We provide an example considering that a lineage may represent a cryptic species if a sequence or group of sequences displayed intraspecific divergence of at least 2 per cent. This threshold has been repeatedly suggested for various animal groups including Lepidoptera [2,3,22,34]. By applying this threshold, we found eight cases of lineages that may represent cryptic species (table 1). However, the clarification of such cases requires deeper integrative approaches including morphology, biology and nuclear markers of the taxa involved [42,43]. Such analyses are compulsory because divergent sequences might correspond to fully inter fertile lineages of the same species reflecting ancestral polymorphisms or diversity gained by introgression. The dangers of relying solely on mtDNA data to define species have been proved through the use of amplified fragment length polymorphism markers in the case of Lepidoptera from the genus Mechanitis (Nymphalidae) .

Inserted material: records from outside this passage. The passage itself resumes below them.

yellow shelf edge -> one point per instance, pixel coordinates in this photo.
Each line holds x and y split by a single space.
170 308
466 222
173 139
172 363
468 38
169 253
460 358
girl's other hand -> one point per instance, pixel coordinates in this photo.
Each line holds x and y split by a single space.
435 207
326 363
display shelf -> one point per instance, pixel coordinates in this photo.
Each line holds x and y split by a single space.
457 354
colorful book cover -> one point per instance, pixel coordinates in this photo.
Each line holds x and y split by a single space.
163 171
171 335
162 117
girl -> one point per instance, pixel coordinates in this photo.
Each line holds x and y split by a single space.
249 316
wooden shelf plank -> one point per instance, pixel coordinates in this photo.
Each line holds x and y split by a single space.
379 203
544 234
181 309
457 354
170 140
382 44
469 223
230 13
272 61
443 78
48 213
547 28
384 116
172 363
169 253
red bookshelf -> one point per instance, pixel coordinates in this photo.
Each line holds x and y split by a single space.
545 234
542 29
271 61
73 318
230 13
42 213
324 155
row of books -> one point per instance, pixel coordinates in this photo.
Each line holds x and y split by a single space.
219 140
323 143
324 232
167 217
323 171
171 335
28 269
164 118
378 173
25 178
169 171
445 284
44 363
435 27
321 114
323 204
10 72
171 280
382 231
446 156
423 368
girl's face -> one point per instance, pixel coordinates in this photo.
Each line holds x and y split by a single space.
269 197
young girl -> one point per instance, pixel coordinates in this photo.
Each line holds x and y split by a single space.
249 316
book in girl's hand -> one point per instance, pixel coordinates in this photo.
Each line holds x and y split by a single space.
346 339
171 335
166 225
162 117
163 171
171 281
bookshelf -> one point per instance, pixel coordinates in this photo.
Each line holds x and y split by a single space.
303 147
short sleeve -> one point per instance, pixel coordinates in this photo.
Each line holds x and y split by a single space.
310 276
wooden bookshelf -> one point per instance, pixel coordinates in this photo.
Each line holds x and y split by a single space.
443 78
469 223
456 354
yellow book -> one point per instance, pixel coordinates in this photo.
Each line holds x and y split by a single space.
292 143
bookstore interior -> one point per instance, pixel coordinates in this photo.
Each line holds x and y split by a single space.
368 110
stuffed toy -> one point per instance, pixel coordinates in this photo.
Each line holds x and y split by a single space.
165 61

The eight cases of deep divergence in Romanian butterflies represent 4.4 per cent of the entire dataset of 180 species (table 1). However, several of these are unlikely to actually represent cryptic taxa because the sequences responsible for the deep divergence are either very similar to those of a closely related taxon, suggesting introgression or incomplete lineage sorting (e.g. P. napi, P. bellargus), or represent extreme haplotypes of a rather gradual intraspecific continuum (e.g. M. aurelia). Preliminary examination of the external (wing pattern) and internal morphology (male genitalia) of the specimens involved failed to reveal obvious differences. It is worth however mentioning that five of the cases display sympatry (figure 4a–d), which would facilitate testing their specific status through the genotypic cluster concept .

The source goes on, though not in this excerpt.